Br J Pharmacol. 2012 Mar;165(6):1659-1669. doi: 10.1111/j.1476-5381.2011.01749.x.
Seven transmembrane receptors (7TMRs) are nature's prototype allosteric proteins made to bind molecules at one location to subsequently change their shape to affect the binding of another molecule at another location. This paper attempts to describe the divergent 7TMR behaviours (i.e. third party allostery, receptor oligomerization, biased agonism) observed in pharmacology in terms of a homogeneous group of allosteric behaviours. By considering the bodies involved as a vector defined by a modulator, conduit and guest, these activities can all be described by a simple model of functional allostery made up of the Ehlert allosteric model and the Black/Leff operational model.
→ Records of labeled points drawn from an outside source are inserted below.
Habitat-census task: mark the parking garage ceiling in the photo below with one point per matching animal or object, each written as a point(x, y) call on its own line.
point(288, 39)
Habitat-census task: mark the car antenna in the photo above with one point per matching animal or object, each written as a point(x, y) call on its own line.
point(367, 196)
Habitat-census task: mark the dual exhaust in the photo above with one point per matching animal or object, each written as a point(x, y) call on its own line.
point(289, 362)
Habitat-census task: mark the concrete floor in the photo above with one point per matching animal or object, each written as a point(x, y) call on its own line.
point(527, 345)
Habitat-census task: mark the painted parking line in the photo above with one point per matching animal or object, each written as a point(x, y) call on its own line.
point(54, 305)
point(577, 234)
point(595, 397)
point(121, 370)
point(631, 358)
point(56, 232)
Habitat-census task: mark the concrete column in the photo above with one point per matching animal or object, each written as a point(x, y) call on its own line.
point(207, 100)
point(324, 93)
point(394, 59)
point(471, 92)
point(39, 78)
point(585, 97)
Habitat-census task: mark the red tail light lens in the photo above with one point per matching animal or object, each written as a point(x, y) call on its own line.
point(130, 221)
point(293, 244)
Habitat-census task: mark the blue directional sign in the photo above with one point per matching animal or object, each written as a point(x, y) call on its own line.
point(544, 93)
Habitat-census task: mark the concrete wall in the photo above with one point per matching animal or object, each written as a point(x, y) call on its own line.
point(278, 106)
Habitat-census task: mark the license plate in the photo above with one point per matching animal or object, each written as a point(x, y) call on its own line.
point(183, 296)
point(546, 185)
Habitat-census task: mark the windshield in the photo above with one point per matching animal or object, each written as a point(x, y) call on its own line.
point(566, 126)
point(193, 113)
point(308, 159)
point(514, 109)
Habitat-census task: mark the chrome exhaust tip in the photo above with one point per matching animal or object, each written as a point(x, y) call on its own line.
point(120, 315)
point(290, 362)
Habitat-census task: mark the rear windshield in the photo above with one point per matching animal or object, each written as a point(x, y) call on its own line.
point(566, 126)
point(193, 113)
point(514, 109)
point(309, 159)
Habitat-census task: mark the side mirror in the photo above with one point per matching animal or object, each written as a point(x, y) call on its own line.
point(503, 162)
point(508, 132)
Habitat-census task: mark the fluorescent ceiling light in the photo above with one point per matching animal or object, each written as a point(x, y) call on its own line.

It will be shown how this model yields parameters that can be used to characterize the activity of any ligand or protein producing effect through allosteric interaction with a 7TMR.
七次跨膜受体(7TMRs)是自然界的变构蛋白原型,旨在结合一个位置的分子,随后改变其形状以影响另一个位置的另一个分子的结合。本文试图根据一组同质的变构行为来描述在药理学中观察到的不同的 7TMR 行为(即第三方变构作用、受体寡聚化、偏向激动作用)。通过将参与的主体视为由调节剂、导管和客体定义的向量,可以使用由 Ehlert 变构模型和 Black/Leff 操作模型组成的简单功能变构模型来描述这些活性。将展示如何使用该模型生成可用于表征任何通过与 7TMR 进行变构相互作用产生效应的配体或蛋白质的活性的参数。